28. In Fox v Foundation Piling  EWCA Civ 790  6 Costs LR 961, Jackson LJ said, in a judgment with which the other members of the Court agreed:
“48. In a personal injury action the fact that the claimant has won on some issues and lost on other issues along the way is not normally a reason for depriving the claimant of part of his costs: see Goodwin v Bennett UK Limited  EWCA Civ 1658. For example, the claimant may succeed on some of the pleaded particulars of negligence, but not on others. Indeed the fact that the claimant has deliberately exaggerated his claim may in certain instances not be a good reason for depriving him of part of his costs: see Morgan v UPS  EWCA Civ 1476. …”
29. I see nothing in this case to take it out of the ordinary or to justify the Claimant being deprived of part of her costs.

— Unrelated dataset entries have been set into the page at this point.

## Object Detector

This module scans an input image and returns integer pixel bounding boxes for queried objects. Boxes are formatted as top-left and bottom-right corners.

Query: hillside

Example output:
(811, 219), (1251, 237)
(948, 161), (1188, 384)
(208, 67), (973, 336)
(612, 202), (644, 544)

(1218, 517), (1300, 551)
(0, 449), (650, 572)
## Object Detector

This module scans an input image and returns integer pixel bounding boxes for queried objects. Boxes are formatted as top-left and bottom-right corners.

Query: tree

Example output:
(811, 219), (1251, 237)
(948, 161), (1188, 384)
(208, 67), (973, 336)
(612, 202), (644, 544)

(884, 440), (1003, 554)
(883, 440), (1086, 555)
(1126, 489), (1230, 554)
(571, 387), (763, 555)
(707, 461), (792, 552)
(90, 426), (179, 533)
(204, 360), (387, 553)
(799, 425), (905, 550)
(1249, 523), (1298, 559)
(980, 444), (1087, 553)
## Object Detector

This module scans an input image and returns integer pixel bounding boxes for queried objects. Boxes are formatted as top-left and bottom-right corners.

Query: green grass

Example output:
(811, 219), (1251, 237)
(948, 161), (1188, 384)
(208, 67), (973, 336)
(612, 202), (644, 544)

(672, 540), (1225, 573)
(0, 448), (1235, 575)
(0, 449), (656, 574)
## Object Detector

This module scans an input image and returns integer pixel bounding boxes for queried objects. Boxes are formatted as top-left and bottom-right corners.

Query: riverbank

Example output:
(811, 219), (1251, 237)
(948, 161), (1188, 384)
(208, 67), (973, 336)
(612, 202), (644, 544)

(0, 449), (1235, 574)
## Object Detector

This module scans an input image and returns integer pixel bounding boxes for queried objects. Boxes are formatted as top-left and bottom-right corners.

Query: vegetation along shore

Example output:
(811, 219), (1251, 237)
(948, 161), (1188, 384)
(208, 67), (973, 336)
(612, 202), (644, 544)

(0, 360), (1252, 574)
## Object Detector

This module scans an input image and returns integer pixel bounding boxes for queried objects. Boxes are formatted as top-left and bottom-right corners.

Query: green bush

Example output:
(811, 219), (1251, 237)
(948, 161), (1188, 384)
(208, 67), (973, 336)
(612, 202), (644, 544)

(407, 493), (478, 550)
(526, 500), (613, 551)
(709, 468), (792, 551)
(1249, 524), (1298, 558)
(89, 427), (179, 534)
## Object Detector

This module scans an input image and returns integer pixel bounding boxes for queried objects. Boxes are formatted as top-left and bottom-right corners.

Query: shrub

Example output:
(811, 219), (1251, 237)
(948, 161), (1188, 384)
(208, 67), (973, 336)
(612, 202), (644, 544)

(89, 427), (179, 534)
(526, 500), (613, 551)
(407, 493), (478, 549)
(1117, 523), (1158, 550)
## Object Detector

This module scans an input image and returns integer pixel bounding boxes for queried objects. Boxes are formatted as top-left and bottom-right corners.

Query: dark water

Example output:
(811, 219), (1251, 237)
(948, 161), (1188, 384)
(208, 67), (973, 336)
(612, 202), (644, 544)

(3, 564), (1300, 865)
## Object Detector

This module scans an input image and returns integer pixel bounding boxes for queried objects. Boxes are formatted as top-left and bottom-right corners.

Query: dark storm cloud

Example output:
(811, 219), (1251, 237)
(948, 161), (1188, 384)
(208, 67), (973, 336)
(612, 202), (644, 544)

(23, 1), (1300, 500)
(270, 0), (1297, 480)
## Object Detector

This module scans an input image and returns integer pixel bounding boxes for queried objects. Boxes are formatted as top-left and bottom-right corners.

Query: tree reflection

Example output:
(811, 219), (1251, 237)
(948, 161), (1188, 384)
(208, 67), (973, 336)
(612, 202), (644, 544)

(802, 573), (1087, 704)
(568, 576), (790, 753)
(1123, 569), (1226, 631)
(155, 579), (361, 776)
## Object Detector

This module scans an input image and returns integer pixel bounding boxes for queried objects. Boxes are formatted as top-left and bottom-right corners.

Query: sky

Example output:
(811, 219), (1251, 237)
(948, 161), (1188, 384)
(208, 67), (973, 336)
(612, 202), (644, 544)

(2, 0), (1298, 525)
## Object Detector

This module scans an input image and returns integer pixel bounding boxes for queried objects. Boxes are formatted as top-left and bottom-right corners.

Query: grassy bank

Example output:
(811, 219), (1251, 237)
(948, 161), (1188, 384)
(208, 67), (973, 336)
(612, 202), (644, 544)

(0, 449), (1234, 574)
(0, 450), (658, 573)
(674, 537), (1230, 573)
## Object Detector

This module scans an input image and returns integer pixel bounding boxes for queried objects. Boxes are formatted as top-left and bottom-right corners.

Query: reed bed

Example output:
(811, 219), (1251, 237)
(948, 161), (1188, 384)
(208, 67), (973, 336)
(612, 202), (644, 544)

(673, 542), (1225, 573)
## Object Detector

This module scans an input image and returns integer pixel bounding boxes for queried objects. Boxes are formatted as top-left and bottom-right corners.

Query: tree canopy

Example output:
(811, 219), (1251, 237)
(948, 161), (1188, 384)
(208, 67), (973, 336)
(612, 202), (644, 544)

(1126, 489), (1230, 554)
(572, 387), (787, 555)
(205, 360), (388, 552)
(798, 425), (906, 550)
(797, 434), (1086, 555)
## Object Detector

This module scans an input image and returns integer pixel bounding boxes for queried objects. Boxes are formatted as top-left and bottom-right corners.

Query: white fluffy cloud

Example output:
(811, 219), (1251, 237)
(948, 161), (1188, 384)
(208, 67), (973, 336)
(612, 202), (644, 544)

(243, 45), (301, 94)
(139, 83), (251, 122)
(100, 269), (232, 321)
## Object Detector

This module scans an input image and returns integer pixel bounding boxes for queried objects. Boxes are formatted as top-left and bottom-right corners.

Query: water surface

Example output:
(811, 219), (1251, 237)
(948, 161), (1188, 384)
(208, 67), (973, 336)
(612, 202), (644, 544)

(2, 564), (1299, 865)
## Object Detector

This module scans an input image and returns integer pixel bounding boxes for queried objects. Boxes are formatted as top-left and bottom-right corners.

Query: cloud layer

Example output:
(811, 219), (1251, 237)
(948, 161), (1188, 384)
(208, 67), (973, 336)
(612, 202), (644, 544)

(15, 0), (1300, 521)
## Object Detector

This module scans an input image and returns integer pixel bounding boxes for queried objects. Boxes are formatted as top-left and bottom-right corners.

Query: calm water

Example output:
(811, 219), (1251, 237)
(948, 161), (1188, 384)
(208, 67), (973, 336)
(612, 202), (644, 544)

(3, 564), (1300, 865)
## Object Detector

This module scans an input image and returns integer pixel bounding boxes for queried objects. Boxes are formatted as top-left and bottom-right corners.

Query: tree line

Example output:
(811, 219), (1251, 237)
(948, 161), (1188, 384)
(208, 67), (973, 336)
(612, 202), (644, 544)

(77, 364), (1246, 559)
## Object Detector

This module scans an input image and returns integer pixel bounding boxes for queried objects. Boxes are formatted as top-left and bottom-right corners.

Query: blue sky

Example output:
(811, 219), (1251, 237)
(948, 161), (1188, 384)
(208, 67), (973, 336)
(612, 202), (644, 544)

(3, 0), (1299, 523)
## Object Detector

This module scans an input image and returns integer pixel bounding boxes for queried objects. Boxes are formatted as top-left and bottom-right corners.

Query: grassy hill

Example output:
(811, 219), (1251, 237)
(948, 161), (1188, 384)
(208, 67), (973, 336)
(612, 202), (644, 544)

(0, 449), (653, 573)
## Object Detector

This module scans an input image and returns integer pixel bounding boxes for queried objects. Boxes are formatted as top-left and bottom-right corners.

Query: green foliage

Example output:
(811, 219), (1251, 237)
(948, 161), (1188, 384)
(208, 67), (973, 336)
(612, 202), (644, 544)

The claimant can be regarded as fortunate in this approach by the Court of Appeal: because unlike a typical personal injury claim where 10 particulars of negligence are pleaded and only 1 succeeds, but the costs incurred are the same whether 1 or 10 particulars are made out, this was a case where the trial judge had been able to isolate particular elements of costs attributable to the case that failed.
Dealing with the claimant’s costs post the effective date, an interesting point of construction arose:
36. These differences in my judgment require this Court to consider the meaning and effect of Part 36.14 untrammelled by the decision in Kastor. My view as to the meaning of Part 36.14 is supported by the substantial line of authority to the effect that Part 36 is now a self-contained code, see, e.g., Ward LJ in Shovelar v Lane  EWCA Civ 802  1 WLR 637 at paragraph 52:
“52. … Part 36 is a separate, self-contained code. It must be applied as such. If the offer is one to which the costs consequences under Part 36 apply, then it cannot be taken into account under Part 44 because, although CPR 44.3(4)(c) requires the court to have regard to “any payment into court or admissible offer to settle”, those words are qualified by the words which follow namely ‘which is not an offer to which
costs consequences under Part 36 apply’. Part 36 trumps Part 44.”

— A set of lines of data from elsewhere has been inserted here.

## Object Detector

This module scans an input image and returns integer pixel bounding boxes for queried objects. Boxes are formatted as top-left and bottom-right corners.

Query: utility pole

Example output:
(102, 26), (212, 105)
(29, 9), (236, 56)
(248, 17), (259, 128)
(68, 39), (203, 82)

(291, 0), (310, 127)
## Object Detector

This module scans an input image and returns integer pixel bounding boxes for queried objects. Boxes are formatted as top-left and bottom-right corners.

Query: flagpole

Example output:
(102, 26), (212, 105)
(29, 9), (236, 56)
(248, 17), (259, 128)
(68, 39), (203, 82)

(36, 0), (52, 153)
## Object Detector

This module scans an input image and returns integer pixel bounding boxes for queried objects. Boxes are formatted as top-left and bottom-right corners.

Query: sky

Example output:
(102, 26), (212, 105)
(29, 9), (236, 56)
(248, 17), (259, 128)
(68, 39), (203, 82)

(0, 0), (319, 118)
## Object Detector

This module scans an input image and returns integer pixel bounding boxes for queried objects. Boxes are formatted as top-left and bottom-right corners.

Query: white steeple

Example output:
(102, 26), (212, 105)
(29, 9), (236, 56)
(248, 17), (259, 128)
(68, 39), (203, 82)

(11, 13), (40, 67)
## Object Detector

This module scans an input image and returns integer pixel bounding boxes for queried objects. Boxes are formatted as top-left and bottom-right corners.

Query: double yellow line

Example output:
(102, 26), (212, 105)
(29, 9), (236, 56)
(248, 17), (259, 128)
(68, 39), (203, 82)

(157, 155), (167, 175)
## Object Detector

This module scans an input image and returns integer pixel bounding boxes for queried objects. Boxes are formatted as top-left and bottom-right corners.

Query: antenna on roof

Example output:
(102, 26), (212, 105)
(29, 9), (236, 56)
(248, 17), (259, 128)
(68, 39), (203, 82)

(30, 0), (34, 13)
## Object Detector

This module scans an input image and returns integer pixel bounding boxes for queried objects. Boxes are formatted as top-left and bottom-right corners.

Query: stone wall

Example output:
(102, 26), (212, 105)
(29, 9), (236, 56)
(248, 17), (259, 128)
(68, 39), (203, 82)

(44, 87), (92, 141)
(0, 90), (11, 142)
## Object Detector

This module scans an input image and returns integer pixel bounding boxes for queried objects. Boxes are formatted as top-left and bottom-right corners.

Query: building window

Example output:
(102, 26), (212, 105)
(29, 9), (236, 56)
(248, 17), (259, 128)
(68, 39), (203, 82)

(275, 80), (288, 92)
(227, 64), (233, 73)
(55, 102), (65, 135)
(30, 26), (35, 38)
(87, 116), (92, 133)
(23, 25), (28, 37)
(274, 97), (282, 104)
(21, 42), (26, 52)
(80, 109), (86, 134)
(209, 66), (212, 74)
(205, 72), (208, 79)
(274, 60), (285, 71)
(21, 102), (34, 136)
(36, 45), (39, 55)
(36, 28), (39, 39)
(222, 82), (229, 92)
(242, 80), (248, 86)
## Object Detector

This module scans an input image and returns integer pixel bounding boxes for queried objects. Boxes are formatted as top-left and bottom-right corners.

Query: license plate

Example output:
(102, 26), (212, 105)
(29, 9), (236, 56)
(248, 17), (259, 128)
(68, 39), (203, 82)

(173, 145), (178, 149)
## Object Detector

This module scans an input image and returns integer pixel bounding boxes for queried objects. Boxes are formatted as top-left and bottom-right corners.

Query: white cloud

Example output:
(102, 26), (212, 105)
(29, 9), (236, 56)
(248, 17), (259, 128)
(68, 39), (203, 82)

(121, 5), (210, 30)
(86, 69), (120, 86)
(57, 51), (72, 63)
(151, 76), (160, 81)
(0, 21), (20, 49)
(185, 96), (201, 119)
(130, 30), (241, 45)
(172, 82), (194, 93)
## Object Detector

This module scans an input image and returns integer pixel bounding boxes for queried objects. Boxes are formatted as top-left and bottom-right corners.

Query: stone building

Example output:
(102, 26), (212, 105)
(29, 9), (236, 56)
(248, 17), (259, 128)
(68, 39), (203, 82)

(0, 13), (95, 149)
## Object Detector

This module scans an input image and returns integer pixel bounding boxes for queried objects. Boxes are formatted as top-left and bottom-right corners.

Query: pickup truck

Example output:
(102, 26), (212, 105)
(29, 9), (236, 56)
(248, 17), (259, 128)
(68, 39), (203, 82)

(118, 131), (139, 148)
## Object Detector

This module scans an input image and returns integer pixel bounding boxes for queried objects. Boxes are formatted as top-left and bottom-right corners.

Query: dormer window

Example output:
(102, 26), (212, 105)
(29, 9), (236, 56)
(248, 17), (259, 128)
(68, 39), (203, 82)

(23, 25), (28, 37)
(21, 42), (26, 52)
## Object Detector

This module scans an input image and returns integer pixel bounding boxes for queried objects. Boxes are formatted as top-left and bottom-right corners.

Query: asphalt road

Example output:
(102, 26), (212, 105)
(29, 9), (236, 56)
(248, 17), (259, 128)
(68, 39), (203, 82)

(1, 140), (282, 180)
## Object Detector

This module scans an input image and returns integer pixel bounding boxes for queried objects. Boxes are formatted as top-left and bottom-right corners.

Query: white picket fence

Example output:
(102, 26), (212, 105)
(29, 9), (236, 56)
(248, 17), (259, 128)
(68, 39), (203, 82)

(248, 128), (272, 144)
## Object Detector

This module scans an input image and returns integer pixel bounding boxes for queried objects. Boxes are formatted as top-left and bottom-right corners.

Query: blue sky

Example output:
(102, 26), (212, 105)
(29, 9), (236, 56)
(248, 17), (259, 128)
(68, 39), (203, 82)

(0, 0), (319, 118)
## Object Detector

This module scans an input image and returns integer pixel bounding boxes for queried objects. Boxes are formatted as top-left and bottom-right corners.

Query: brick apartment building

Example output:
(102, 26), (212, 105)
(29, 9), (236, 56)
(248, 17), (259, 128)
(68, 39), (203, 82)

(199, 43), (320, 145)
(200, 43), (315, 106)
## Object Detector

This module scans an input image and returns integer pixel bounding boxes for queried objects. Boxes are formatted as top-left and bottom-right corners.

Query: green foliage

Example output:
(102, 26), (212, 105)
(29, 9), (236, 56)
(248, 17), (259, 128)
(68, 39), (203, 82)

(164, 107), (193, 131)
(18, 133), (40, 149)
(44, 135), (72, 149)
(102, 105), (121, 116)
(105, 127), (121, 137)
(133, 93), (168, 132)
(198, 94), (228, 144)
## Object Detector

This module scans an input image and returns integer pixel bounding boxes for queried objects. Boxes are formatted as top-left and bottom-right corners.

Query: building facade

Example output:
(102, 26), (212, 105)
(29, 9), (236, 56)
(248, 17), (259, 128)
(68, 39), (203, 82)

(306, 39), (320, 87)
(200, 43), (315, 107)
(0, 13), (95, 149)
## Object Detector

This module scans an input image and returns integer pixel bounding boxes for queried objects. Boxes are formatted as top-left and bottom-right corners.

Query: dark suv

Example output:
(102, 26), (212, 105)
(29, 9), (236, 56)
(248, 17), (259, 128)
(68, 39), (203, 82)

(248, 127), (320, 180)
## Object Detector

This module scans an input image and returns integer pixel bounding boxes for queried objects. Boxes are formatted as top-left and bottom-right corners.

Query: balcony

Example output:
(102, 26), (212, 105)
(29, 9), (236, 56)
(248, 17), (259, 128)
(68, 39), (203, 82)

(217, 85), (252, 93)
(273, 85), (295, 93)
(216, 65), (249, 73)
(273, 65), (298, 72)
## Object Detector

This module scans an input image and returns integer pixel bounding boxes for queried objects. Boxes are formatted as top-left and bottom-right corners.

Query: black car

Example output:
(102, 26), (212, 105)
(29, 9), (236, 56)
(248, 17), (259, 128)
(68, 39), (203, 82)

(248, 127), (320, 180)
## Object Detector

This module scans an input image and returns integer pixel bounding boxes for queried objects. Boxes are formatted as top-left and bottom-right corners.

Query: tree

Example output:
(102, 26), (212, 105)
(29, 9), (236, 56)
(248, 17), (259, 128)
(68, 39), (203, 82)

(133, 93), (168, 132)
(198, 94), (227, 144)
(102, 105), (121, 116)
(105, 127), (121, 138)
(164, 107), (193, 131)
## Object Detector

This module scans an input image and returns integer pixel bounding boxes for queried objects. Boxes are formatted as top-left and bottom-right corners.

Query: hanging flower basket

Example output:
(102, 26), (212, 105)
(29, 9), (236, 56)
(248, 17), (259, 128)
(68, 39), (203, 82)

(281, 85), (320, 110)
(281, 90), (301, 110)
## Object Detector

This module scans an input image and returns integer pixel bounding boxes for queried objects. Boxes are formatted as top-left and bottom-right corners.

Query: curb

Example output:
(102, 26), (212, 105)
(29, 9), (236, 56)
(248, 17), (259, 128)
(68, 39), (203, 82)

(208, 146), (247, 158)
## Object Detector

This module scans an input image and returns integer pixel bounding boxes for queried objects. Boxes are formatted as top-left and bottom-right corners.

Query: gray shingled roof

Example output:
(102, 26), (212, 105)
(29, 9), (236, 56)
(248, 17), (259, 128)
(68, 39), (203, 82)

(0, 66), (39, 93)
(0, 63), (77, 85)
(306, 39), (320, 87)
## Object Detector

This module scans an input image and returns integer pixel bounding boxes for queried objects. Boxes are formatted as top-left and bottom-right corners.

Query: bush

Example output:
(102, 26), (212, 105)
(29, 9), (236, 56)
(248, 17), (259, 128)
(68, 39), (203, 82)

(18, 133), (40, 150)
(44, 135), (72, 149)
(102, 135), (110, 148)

37. In deciding what costs order to make under 36.14, the Court does not first exercise its discretion under Part 44. Its only discretion is that conferred by Part 36 itself. The alternative construction requires the Court first to exercise its discretion under Part 44, on the basis of all the circumstances of the case, and then to exercise its discretion under Part 36, again having regard to all the circumstances of the case. This makes no sense.
38. It follows from the above, and in particular that Part 36 is a self-contained code, that the discretion under 36.14 relates not only to the basis of assessment of costs, but also to the determination of what costs are to be assessed. I agree with the Judge that Part 36 does not preclude the making of an issue-based or proportionate costs order. However, a successful claimant is to be deprived of all or part of her costs only if the court considers that would be unjust for her to be awarded all or that part of her costs. That decision falls to be made having regard to “all the circumstances of the case”. In exercising its discretion, the Court must take into account that the unsuccessful defendant could have avoided the costs of the trial if it had accepted the claimant’s Part 36 offer, as it could and should have done. The principles were aptly summarised by Briggs J (as he then was) in Smith v Trafford Housing Trust  EWHC 3320
“13. … For present purposes, the principles which I derive from the authorities are as follows:
a) The question is not whether it was reasonable for the claimant to refuse the offer. Rather, the question is whether, having regard to all the circumstances and looking at the matter as it affects both parties, an order that the claimant should pay the costs would be unjust: see Matthews v Metal Improvements Co. Inc  EWCA Civ 215, per Stanley Burnton J (sitting as an additional judge of the Court of Appeal) at paragraph 32.
b) Each case will turn on its own circumstances, but the court should be trying to assess “who in reality is the unsuccessful party and who has been responsible for the fact that costs have been incurred which should not have been.” : see Factortame v Secretary of State  EWCA Civ 22, per Walker LJ at paragraph 27.
c) The court is not constrained by the list of potentially relevant factors in Part 36.14(4) to have regard only to the circumstances of the making of the offer or the provision or otherwise of relevant information in relation to it. There is no limit to the types of circumstances which may, in a particular case, make it unjust that the ordinary consequences set out in Part 36.14 should follow: see Lilleyman v Lilleyman (judgment on costs)  EWHC 1056 (Ch) at paragraph 16.
d) Nonetheless, the court does not have an unfettered discretion to depart from the ordinary cost consequences set out in Part 36.14. The burden on a claimant who has failed to beat the defendant’s Part 36 offer to show injustice is a formidable obstacle to the obtaining of a different costs order. If that were not so, then the salutary purpose of Part 36, in promoting compromise and the avoidance of unnecessary expenditure of costs and court time, would be undermined.”
39. I am clear that, for the reasons I have given in relation to the Claimant’s costs before the effective date, it cannot be said that it would be unjust for her to be awarded all her costs. Furthermore, in making his determination, the Judge did not take into account, as he should have, the fact that the Defendant could have avoided all the costs of the trial by accepting the Claimant’s favourable Part 36 offer. The
considerations to which I referred apply even more strongly in relation to her costs after the effective date, when the question is not whether it is just for her to be awarded all her costs, but whether it would be unjust for that award to be made.
Effectively part 36 ousts part 44 to substitute a narrower test where “all of the circumstances” is replaced by a focus on any injustice in making a prescribed order. The practical effect of this judgment is that where a part 36 offer “bites” there is very little scope for argument that a paying party can pray in aid issues which they succeeded upon, along the way, but which failed to alter the overall conclusion that a receiving party’s part 36 offer should have been accepted as representing a better result for a paying party than they achieved at trial, despite much expense of time and treasure.